Mainboard-listed Ascott Residence Trust has reported a slight increase in its distribution per unit in the second quarter.
Its Q2 DPU came in at 1.87 cents, four per cent higher than the 1.79 cents DPU announced in the year-ago period.
Distributable income rose five per cent on-year to S$11.5 million, while revenue was up three per cent on-year to S$44.4 million.
Ascott attributes the increased revenue to higher contribution from its serviced residences in Singapore and China.
But that was partially offset by a decrease in revenue from its business in Vietnam.
In particular, China showed strong performance, especially in Beijing and Shanghai.
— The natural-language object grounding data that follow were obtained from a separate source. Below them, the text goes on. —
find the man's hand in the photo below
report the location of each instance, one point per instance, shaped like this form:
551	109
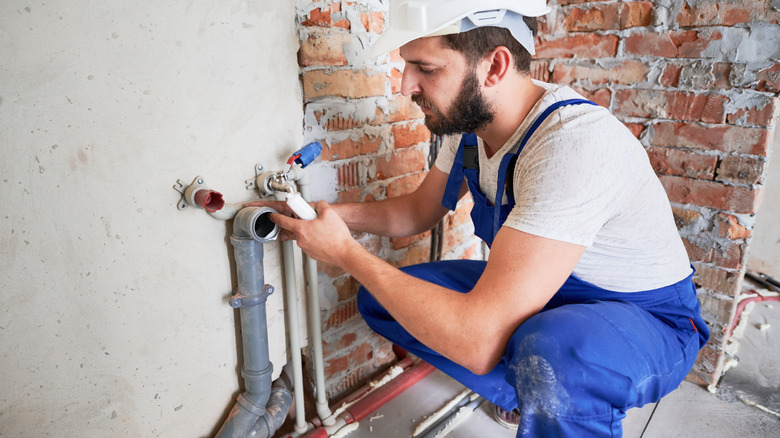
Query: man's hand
326	238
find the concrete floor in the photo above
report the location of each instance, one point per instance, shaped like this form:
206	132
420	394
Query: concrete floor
688	411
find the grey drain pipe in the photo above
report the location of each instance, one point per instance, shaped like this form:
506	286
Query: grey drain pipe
262	408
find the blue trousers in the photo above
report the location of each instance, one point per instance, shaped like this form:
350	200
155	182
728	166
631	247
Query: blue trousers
574	368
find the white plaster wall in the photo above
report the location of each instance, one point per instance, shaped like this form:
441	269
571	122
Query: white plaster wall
113	304
765	246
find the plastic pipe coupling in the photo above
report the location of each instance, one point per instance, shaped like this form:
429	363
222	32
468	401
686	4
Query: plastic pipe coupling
256	223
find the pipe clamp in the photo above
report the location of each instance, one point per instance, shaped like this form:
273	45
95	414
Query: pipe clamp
238	300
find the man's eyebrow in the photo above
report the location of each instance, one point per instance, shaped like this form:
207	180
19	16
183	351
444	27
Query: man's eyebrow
419	62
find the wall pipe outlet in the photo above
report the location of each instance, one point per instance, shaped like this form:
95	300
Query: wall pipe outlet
255	413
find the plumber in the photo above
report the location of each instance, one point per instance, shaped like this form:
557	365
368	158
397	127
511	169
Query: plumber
585	306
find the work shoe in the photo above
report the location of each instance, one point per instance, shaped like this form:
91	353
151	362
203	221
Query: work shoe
508	419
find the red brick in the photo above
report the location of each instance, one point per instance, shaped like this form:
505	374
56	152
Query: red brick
351	147
722	74
769	79
668	161
373	21
670	76
675	105
714	278
730	139
404	185
350	175
730	228
727	255
625	72
608	16
600	17
583	45
400	108
346	288
742	170
684	217
410	134
336	365
343	83
720	310
361	194
710	194
763	113
636	128
323	48
540	70
698	75
635	14
719	13
322	18
600	96
576	2
341	314
399	163
677	44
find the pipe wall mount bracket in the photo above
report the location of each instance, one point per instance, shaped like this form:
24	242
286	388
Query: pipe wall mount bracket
238	300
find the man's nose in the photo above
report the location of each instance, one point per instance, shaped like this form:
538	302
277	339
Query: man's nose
409	84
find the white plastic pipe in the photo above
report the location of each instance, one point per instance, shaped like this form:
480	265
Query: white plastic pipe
291	295
315	324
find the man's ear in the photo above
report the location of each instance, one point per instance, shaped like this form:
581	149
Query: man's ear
499	62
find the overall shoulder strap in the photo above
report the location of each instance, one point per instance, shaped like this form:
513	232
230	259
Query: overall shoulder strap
504	167
466	157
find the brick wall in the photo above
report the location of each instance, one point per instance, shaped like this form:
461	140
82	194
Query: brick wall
376	147
697	83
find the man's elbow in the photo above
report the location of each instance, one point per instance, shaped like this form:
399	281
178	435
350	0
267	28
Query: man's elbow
481	363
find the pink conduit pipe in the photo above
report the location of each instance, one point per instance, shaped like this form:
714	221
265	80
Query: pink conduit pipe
209	199
369	398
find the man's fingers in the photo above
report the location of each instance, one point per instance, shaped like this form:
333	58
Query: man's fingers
283	221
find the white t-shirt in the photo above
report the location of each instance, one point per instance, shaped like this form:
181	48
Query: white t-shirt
584	178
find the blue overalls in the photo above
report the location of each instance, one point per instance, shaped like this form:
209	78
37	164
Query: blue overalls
574	368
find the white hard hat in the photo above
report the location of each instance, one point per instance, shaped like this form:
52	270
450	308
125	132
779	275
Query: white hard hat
412	19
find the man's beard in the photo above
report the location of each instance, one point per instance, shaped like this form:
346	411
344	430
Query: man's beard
469	111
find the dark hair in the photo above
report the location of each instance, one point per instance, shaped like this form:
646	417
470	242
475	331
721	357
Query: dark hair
478	43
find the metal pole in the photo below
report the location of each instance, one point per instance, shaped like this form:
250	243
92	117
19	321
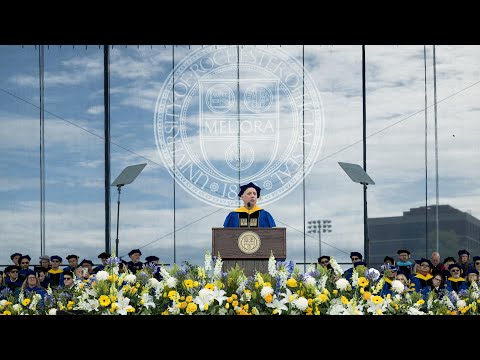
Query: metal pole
320	243
118	217
106	131
366	240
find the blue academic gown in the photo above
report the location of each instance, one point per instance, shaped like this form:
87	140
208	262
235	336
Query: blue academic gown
264	218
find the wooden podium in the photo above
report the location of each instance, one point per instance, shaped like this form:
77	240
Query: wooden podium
249	247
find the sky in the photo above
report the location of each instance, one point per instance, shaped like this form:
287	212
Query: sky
288	94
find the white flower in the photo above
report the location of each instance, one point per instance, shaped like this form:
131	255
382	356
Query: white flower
398	286
102	275
208	261
372	274
152	282
172	282
272	269
341	284
414	311
204	297
52	311
130	278
266	290
309	280
301	303
219	295
147	300
217	271
278	304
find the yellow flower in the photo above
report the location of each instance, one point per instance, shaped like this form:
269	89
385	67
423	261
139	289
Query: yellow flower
191	308
172	294
210	286
362	281
188	283
292	282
Ascott also says it saw an improvement in the occupancy of its serviced residences from 73 per cent in the second quarter last year to 81 per cent in the second quarter this year.
Going forward, Ascott remains confident of the long term growth in the markets in which it operates.
It notes that its geographical diversification will continue to provide income stability even though the global pace of recovery may differ.
Ascott adds that it has relaunched two Singapore properties, Somerset Grand Cairnhill and Somerset Liang Court.
It expects the two to benefit from the strong demand, with the renovated apartments enjoying premium rates.
As of June, its total portfolio valuation stood at S$1.56 billion, a two per cent increase since its last assessment conducted in December.